В своей победе Сергей Павлович Дягилев не сомневался. Он весь этот год не жалел сил, собирая могущественное воинство для великой цели. Он побывал повсюду, где хоть что-то могли сделать для того, чтобы взыскательные парижане приняли его любимого композитора, чтобы «Борис Годунов» с Шаляпиным в заглавной роли покорил их сердца. Не так-то просто было уговорить сильных мира сего на такой отважный шаг: ведь знали они, что ни Антону Рубинштейну, ни Чайковскому не удалось соблазнить
А ведь как восторженно он начинал эту работу… Прежде всего сам изучил старую партитуру Мусоргского и обнаружил прекрасное место, которое выбросил Римский-Корсаков при новой обработке оперы. «Куранты» необходимо было восстановить, возможно, знаменитый композитор обиделся, что не посчитались с его волей, но что ж он, Дягилев, может с собой поделать… Он твердо верит в то, что всякий вопрос нужно изучать до конца, если хочешь добиться успеха. «Всякую чашу пью до дна», – не раз говорил он друзьям, дивившимся такой тщательности, дотошности, что ли, в изучении вроде бы не обязательного для него «матерьяла». И вот не зря он изучал старую партитуру – сцена с курантами получилась превосходной… А Римский-Корсаков если и обиделся на него за самовольство, то зря, потому что он, Дягилев, был преисполнен при этом необъятного желания восстановить авторскую волю, сделал это с тонкой осмотрительностью, дабы не повредить постановке. А сколько волнений выпало на его долю при исполнении всей обстановки оперы, костюмов, декораций, бутафории.

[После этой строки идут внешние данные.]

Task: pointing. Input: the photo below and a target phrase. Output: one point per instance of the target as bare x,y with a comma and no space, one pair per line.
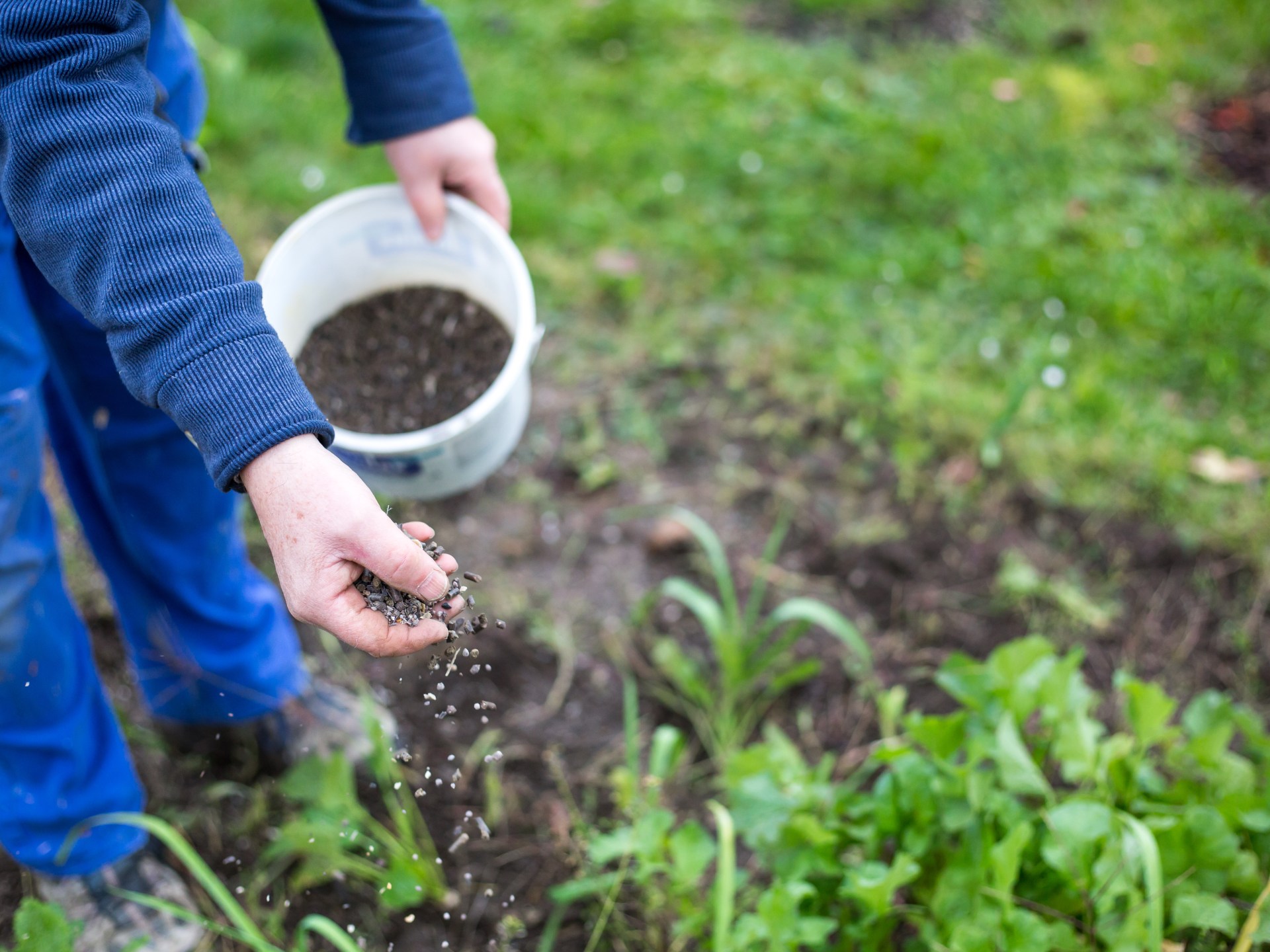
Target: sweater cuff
239,400
398,92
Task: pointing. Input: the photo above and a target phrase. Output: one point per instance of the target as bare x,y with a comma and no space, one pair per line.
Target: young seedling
751,663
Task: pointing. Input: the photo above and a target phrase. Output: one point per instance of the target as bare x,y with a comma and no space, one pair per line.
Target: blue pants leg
63,756
208,635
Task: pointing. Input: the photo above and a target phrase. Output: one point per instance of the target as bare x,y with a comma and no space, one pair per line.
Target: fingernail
435,586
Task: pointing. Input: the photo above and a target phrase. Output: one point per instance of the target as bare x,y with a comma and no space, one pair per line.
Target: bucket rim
525,335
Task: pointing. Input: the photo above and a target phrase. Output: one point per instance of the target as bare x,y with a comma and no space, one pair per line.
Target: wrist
278,459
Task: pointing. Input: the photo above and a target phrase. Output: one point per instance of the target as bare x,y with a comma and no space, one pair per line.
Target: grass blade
190,916
808,610
715,556
1244,943
759,590
1154,877
630,724
723,634
329,931
167,834
726,877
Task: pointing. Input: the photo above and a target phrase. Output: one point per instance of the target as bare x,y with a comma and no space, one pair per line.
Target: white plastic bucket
368,240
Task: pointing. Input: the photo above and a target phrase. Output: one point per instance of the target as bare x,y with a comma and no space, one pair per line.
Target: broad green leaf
1213,843
1014,659
1078,830
1206,710
609,847
1203,910
1007,856
42,927
966,681
1076,746
943,735
874,884
1143,842
1255,820
1147,709
1017,578
693,850
1019,772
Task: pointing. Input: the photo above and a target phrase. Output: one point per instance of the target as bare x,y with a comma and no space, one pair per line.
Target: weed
42,927
751,662
333,834
241,928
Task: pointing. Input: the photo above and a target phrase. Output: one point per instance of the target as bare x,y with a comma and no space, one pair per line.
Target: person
132,344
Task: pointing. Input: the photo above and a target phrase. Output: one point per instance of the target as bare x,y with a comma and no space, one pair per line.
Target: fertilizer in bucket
423,407
403,360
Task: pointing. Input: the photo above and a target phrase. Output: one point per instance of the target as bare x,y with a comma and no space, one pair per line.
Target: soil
566,563
403,360
1238,135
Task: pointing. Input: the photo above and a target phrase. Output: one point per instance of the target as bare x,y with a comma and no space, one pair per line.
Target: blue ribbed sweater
114,216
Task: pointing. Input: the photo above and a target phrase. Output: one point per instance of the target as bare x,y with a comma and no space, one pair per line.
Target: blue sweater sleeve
113,215
402,69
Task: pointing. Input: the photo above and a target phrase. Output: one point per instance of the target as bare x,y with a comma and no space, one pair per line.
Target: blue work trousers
208,636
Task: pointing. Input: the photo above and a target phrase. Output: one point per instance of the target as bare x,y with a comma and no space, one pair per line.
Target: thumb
399,560
429,201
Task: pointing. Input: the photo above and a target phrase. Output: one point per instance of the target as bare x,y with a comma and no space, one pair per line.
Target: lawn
926,307
859,225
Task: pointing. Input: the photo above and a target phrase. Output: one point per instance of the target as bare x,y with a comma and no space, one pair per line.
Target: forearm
116,219
402,69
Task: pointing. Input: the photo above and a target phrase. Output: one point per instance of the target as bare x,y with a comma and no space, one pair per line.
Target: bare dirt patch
1236,134
564,561
945,20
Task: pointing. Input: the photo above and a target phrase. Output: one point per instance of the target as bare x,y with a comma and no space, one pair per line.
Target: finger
349,619
429,201
400,563
418,530
423,532
487,190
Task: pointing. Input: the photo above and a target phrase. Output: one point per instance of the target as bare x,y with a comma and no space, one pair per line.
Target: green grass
901,218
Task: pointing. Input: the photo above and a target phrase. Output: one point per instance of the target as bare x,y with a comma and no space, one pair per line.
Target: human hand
324,526
458,155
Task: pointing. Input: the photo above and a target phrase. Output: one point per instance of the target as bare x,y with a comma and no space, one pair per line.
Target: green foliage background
902,216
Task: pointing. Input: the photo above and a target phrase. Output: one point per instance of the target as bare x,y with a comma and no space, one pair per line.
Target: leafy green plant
749,662
42,927
241,928
332,833
661,861
1021,820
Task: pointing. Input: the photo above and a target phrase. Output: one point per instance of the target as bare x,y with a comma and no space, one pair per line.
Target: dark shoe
321,720
113,923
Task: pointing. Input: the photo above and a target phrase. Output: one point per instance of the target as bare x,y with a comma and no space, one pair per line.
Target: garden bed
920,573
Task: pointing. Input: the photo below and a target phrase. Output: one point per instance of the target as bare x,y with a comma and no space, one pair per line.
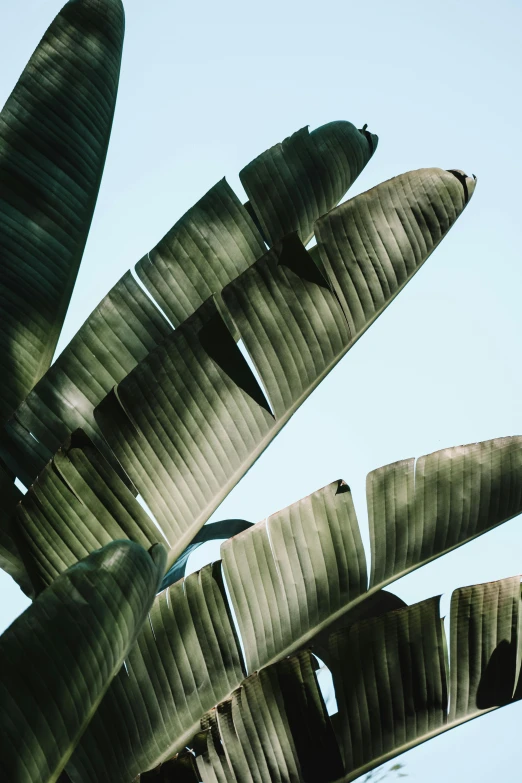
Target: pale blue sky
207,86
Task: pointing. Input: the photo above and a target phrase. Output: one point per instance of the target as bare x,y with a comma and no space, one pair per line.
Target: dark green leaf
54,133
216,531
59,657
185,661
295,182
191,419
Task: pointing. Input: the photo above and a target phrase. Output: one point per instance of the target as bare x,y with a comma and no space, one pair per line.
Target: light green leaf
292,578
59,657
293,575
391,683
189,421
54,133
77,505
295,182
185,661
209,246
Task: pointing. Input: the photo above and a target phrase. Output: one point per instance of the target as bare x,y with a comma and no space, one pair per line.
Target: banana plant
59,657
152,414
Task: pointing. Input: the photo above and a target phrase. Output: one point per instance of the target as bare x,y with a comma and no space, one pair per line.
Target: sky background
205,87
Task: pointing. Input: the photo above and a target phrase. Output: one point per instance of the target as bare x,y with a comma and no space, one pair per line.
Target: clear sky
206,87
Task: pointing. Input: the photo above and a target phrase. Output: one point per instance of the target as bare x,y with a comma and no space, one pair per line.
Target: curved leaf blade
77,505
285,593
170,422
402,656
420,509
391,681
224,529
184,661
54,133
60,656
293,183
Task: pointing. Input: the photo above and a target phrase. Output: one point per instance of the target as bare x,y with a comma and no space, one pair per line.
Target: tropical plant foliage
154,400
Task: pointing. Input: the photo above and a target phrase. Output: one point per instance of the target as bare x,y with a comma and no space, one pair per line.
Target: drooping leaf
285,591
293,183
191,419
120,332
77,505
263,734
289,573
184,661
54,133
216,531
209,246
291,579
391,682
59,657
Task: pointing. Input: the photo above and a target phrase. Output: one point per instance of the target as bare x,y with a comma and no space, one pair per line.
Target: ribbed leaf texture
293,183
191,419
290,579
77,505
185,661
54,133
10,558
393,690
59,657
206,249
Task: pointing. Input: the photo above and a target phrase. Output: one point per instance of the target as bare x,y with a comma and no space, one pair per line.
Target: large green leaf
293,183
291,578
54,133
77,505
59,657
294,574
392,683
189,421
393,690
209,246
216,531
185,661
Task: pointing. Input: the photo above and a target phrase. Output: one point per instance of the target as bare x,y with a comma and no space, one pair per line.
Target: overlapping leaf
290,578
54,133
293,183
184,662
191,419
209,246
393,690
60,656
10,559
77,505
296,573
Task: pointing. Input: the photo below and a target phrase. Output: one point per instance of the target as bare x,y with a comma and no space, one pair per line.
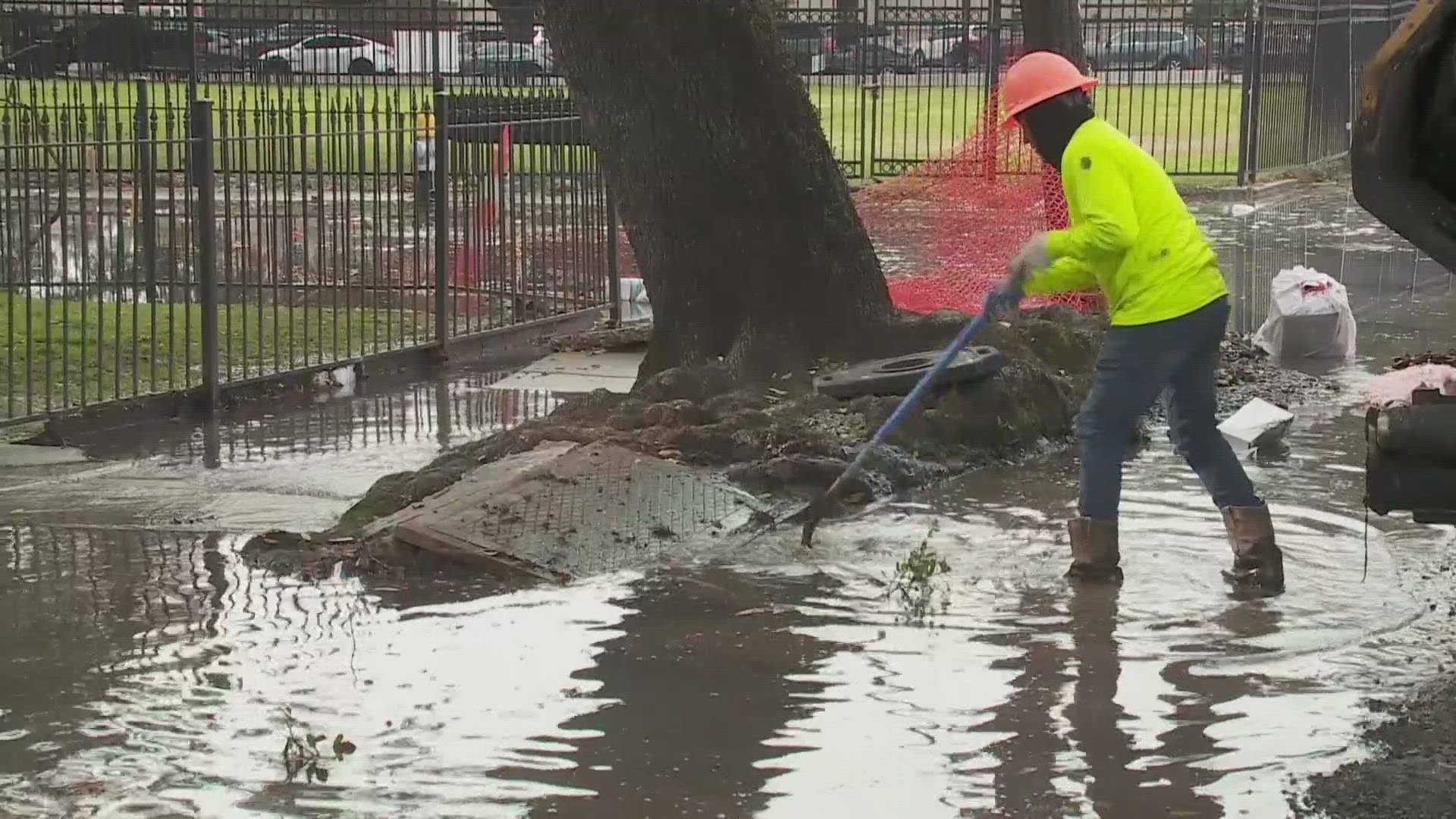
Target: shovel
819,507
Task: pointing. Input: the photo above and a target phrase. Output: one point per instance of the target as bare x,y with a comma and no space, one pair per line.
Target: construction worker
1131,238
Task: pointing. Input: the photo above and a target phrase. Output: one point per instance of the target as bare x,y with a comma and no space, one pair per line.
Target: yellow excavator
1402,153
1402,162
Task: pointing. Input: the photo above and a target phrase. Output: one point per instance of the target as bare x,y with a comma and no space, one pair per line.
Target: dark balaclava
1050,124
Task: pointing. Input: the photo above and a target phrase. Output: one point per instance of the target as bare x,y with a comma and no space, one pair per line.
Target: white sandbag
1310,318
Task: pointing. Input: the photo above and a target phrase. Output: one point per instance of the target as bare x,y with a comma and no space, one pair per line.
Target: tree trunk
739,216
1055,25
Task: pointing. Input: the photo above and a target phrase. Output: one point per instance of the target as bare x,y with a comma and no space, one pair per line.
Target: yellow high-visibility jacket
1130,234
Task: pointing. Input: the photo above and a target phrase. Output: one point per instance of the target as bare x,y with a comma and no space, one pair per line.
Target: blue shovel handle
910,401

Так уж договорились, что все будет новое, с тем чтобы все это осталось в «Гранд-опера». Много разных новых мыслей возникало и в чисто «театральном», то есть режиссерском смысле, о многом хотелось поговорить с Николаем Андреевичем, всерьез обсудить множество вопросов, но чуть ли не сразу натолкнулся на глухую стену: Николай Андреевич просто не пожелал понять, что русские музыканты должны были завоевать Париж, заставить его капризных жителей наконец оценить великое достоинство наших лучших опер. В прошлом году мы чуть-чуть приготовили к этому своими историческими концертами, но не надо забывать, что даже такой нетерпимый человек, как Вагнер, перед постановкой «Тангейзера» в Париже задумался о его успехе и ввел в первое действие балет и написал новое окончание увертюры… Значит, не так уж и вредно «подделываться под французов», в чем его, Дягилева, упрекают строгие ревнители художественной целостности произведения, если его ради зрительского успеха подвергают переделкам или купюрам…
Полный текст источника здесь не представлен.